No entanto, é preocupante que as mesmas soluções ainda estejam sendo tomadas a sério para resolver essa injustiça histórica. Continuar a apostar em mecanismos não vinculantes (obrigatórios) e na capacidade individual e voluntária das empresas para incorporar e cumprir obrigações de direitos humanos nos parece uma medida paliativa e não ataca as causas mais profundas da violação de direitos pelas empresas.
A proteção das pessoas defensoras dos direitos humanos não pode ser restrita apenas a medidas reativas para ameaças e ataques, mas também precisa – e principalmente – de mecanismos preventivos. Nesse sentido, a responsabilização efetiva torna-se especialmente importante, pois serve como forma de impedir as empresas de colocar os lucros acima dos direitos dos povos.

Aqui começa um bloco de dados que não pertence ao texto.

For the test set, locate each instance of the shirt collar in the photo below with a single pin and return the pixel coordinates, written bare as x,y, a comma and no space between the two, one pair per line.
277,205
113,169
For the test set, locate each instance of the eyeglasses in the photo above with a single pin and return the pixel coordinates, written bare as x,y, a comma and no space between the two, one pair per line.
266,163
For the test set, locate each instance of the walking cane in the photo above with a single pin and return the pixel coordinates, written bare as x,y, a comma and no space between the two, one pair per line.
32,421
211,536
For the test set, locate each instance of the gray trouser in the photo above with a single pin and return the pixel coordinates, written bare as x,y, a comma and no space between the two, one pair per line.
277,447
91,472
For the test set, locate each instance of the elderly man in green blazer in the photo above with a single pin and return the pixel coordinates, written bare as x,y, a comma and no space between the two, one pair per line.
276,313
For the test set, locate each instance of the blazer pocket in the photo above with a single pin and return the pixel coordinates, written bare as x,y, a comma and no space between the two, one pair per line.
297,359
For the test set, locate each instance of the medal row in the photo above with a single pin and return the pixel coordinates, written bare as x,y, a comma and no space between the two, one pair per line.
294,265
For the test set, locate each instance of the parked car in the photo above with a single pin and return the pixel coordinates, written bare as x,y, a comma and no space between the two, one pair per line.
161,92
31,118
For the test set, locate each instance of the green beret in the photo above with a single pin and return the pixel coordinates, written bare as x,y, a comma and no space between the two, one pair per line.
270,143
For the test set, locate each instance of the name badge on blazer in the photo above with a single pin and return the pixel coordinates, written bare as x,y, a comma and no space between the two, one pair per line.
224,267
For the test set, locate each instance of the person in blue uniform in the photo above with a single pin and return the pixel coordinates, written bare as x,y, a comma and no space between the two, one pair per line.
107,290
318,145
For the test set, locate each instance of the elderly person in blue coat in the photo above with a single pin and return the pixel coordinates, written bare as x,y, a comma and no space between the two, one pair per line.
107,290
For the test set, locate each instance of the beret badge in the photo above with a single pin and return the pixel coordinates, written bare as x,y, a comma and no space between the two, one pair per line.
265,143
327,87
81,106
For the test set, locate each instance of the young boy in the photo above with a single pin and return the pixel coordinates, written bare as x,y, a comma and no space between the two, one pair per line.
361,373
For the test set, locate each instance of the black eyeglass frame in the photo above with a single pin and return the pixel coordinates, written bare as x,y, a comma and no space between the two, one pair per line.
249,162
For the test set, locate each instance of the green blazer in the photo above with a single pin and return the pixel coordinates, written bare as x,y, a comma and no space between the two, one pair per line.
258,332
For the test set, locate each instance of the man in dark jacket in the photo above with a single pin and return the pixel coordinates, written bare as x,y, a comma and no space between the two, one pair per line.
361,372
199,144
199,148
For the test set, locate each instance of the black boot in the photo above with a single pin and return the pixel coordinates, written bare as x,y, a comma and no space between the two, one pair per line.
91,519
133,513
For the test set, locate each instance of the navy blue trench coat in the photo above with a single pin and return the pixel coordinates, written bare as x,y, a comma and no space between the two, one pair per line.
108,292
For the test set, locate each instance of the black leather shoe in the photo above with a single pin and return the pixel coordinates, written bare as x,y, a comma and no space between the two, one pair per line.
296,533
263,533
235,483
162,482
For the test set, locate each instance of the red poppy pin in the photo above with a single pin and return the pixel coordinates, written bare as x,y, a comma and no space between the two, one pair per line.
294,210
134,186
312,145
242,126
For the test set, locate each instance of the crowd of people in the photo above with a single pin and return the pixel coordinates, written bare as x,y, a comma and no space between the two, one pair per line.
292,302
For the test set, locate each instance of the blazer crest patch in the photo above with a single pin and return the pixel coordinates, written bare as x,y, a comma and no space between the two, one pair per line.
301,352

Portanto, lamentamos que o relator em suas recomendações não tenha aproveitado a oportunidade para destacar a importância de adotar um tratado vinculante para responsabilizar as empresas por violações dos direitos humanos, atualmente discutido pelos Estados como uma solução mais eficaz nesses casos. Pelo contrário, o Relator recomenda a adoção de Planos Nacionais de Ação sobre Empresas e Direitos Humanos, em uma perspectiva voluntária e individualizante.

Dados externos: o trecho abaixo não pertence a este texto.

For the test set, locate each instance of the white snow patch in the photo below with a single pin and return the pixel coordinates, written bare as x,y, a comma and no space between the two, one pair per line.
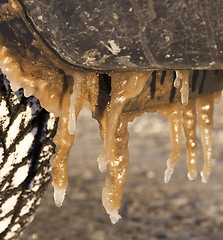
20,175
14,129
4,223
114,48
8,205
20,152
4,119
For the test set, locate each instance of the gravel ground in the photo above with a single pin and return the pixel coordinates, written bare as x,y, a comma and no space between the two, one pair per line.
150,208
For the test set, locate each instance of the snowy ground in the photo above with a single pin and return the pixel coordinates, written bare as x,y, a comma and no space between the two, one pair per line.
150,208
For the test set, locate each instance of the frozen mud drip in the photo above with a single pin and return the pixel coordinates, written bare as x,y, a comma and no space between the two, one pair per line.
115,98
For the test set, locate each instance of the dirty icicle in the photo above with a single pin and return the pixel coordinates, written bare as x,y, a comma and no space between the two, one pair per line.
124,86
65,136
189,124
184,76
173,113
117,171
205,108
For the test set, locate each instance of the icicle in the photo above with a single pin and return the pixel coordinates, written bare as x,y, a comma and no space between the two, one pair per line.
205,108
173,112
59,195
217,97
125,85
176,83
189,124
117,171
184,75
78,82
185,86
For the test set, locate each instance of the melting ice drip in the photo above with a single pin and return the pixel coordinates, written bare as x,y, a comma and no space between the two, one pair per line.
47,83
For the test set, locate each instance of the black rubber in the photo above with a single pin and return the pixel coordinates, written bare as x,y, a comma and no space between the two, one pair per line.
131,34
24,176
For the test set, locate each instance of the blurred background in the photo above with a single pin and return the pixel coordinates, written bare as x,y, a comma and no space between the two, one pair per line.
150,209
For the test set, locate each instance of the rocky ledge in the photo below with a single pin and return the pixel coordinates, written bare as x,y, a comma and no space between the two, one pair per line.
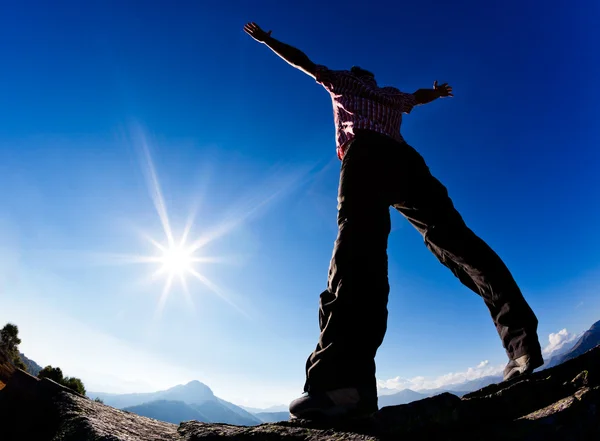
561,403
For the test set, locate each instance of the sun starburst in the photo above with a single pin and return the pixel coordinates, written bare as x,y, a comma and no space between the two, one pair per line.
179,257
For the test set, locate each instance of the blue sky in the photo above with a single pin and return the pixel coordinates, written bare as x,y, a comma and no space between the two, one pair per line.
93,94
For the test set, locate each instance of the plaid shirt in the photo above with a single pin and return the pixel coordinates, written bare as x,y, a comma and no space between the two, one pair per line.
360,104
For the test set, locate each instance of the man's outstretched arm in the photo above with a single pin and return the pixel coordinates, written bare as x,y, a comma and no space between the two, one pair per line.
424,96
293,56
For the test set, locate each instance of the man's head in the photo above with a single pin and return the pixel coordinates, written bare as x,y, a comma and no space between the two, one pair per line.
362,73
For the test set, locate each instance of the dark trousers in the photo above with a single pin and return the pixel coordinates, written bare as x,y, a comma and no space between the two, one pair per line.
378,172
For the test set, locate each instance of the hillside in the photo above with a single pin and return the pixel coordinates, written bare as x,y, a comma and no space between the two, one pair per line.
189,398
559,404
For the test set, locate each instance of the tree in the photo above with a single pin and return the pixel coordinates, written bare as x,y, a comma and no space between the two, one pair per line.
54,374
9,339
9,344
75,384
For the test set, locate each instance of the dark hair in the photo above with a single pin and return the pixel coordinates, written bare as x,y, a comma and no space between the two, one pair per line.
361,72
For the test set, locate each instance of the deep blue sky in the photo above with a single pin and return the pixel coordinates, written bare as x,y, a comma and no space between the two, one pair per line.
229,124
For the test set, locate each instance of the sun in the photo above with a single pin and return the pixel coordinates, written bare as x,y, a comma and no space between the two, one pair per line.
177,260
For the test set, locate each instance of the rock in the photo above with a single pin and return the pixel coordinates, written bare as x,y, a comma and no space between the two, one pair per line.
560,403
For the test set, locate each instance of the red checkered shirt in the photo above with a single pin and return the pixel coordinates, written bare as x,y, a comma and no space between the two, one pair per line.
360,104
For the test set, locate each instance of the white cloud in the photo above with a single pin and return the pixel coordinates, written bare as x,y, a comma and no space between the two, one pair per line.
483,369
557,340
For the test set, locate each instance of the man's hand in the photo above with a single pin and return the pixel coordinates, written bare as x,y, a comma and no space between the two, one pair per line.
256,32
442,90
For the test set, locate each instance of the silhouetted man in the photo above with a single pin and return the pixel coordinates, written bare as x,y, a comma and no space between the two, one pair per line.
378,170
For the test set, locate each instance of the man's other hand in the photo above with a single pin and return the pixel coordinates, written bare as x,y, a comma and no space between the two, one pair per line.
443,89
256,32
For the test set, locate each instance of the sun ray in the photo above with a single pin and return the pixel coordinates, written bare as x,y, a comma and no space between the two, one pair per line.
214,288
156,193
186,293
164,295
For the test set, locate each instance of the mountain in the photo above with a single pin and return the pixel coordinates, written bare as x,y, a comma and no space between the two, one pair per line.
193,398
589,340
168,411
32,367
403,397
273,417
193,392
277,408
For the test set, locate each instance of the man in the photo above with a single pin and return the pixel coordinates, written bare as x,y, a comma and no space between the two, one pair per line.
378,170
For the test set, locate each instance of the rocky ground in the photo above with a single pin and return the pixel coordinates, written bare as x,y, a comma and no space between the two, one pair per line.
561,403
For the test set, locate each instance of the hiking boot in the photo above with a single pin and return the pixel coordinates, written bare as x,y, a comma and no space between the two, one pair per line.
338,403
523,365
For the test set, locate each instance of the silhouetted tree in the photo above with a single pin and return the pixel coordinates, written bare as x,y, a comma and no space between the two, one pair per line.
55,374
75,384
9,344
52,373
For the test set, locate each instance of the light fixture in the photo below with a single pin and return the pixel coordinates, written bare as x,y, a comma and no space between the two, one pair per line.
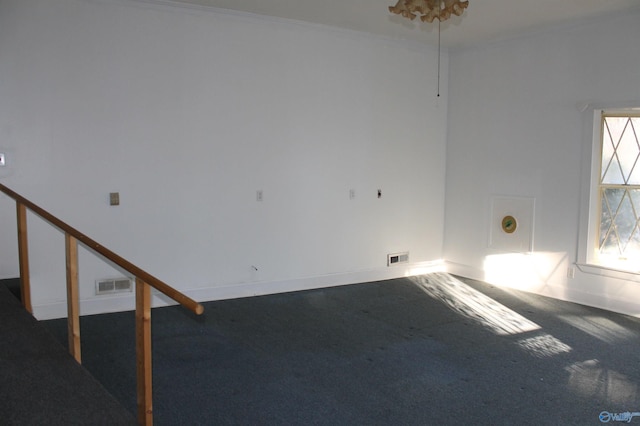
429,9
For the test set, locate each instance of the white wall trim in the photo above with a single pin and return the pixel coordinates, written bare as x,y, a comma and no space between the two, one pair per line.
103,305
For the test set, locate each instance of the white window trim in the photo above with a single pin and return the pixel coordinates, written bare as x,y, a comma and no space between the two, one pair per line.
589,196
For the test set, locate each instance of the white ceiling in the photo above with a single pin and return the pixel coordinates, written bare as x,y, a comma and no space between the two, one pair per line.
483,21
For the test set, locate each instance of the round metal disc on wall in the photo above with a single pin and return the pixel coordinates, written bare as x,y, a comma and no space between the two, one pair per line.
509,224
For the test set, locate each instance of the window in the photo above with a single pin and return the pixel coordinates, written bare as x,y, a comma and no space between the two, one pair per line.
617,244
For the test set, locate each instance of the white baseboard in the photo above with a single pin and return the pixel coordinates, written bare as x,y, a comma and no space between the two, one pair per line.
120,303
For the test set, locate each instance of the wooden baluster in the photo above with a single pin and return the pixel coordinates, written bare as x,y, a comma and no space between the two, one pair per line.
143,352
23,256
73,302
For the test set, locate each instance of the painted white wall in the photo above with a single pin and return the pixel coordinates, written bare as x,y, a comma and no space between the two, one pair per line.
187,112
515,129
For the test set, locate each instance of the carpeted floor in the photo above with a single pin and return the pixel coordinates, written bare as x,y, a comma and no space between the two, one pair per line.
429,350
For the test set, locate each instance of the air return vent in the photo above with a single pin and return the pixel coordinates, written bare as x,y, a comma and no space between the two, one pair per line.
394,258
113,285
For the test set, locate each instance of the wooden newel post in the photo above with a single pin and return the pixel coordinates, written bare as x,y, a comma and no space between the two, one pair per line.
23,256
73,298
143,352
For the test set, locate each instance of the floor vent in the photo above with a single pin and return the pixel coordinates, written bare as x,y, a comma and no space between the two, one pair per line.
394,258
114,285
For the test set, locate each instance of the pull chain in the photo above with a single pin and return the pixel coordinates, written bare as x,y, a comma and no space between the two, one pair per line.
438,57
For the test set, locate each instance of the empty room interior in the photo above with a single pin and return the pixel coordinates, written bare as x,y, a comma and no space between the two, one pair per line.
387,220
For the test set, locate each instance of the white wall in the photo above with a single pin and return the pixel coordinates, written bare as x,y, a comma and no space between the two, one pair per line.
515,129
187,112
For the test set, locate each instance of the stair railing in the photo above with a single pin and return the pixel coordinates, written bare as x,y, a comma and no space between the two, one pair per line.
144,282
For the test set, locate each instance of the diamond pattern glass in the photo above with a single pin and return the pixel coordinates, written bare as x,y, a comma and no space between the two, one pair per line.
620,187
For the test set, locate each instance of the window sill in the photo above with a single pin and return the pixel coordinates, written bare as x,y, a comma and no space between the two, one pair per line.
608,272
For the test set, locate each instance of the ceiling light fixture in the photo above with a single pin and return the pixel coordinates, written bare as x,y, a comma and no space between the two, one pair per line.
428,11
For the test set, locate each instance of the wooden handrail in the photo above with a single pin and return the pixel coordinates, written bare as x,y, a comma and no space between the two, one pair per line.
144,282
154,282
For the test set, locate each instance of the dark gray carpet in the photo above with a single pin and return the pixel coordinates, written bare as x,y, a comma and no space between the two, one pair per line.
40,383
426,351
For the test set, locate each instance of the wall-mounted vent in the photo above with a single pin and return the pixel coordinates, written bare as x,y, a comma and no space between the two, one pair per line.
114,285
394,258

Quanto à questão do acesso à justiça, é muito importante que o Relatório tenha reconhecido a captura corporativa das autoridades estatais, principalmente do Judiciário. Gostaríamos que o Relator tivesse desenvolvido mais as medidas pelas quais a captura corporativa pode ser combatida, tanto para garantir a segurança das defensoras e dos defensores quanto para assegurar a reparação efetiva das violações, o que desempenha um papel muito importante na prevenção. A mesma falta se aplica aos procedimentos de justiça extraterritorial e também ao estabelecimento de sanções financeiras às empresas, medidas que poderiam ter sido melhor exploradas, principalmente nas recomendações, a partir, mais uma vez, da perspectiva de que a responsabilidade efetiva contribui para a prevenção mais geral de violações dos direitos humanos praticadas por corporações transnacionais e pelo enfrentamento às causas estruturais dessas violações.

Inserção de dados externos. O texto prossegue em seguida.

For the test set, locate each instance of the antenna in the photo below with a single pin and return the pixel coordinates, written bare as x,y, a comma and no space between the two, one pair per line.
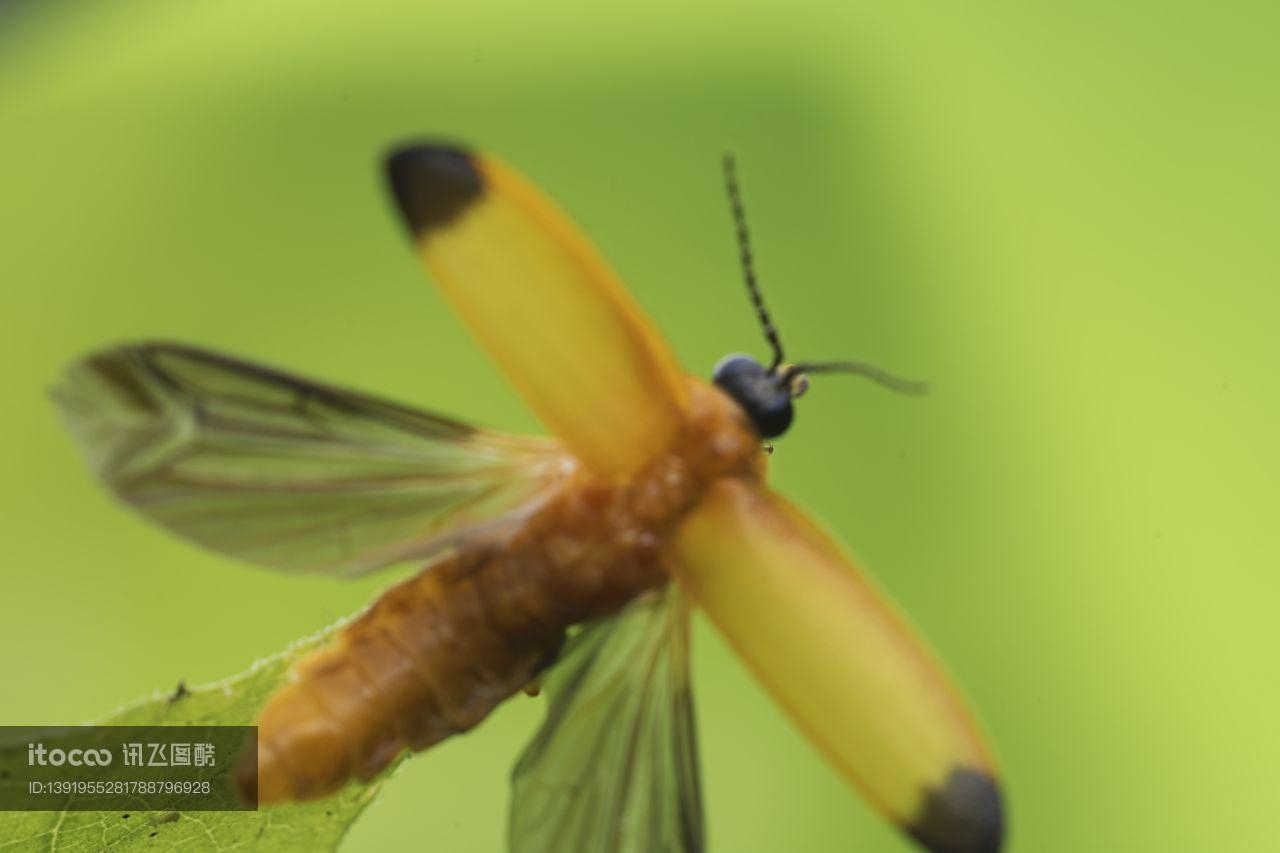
744,245
880,375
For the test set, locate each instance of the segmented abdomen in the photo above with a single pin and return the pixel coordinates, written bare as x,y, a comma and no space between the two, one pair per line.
438,652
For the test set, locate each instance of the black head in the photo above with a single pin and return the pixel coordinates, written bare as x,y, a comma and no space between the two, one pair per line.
764,395
766,392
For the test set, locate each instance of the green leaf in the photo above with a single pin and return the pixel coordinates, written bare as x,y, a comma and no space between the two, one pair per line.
298,826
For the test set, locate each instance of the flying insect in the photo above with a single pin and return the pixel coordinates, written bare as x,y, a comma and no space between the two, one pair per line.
574,559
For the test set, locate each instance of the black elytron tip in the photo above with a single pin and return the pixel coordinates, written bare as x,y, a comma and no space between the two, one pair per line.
963,816
433,183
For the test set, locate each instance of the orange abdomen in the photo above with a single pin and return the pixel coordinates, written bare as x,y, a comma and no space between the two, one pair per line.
435,653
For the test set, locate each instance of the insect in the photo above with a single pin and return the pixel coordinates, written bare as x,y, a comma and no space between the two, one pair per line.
575,559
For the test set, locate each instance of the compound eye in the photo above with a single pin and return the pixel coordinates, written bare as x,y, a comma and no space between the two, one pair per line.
736,368
772,416
757,391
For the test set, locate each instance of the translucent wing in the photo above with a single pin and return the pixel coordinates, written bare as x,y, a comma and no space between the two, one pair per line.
287,473
543,302
615,766
844,662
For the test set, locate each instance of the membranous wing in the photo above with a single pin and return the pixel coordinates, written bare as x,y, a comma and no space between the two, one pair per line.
288,473
615,766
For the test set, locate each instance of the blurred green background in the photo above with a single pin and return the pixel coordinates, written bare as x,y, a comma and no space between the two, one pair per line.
1064,215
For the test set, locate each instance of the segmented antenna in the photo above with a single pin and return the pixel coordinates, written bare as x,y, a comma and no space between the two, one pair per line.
744,245
880,375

Saudamos o destaque dado pelo Relatório à participação das defensoras e defensores no estabelecimento das medidas que a empresa deve adotar quando toma conhecimento sobre as violações dos direitos humanos em suas operações. Também a participação das defensoras e defensores na concepção de leis que versam sobre a devida diligência (due dilligence) parece muito correta. Cumpre ressaltar que a participação dos defensores, enquanto principais atingidos pela atuação das empresas, é crucial para garantir políticas públicas e legislação que efetivamente proteja estes atores.
Além disso, a visibilidade do papel das instituições financeiras internacionais e dos investidores na violação dos direitos nos territórios também é um avanço neste Relatório, mesmo que as obrigações dessas entidades pudessem ter sido formuladas de forma mais assertiva.
O Relatório também confirma uma tendência que tem se verificado no Brasil, bem como em outros países do continente em relação ao aumento de assassinatos de defensoras e defensores de direitos humanos, que no país alcança já quase 70 mortes em 2017. Apesar deste aumento, o Programa Nacional de Proteção a Defensores e Defensoras de Direitos Humanos encontra-se em franco desmantelamento.
O cenário interno, somado a uma conjuntura de ampliação da atuação das empresas nos territórios, cobra das instituições do sistema ONU posicionamentos assertivos e duros em relação ao avanço da normativa internacional, para que as mortes associadas à atuação de empresas possam ser evitadas e a violência contra defensoras e defensores efetivamente combatida.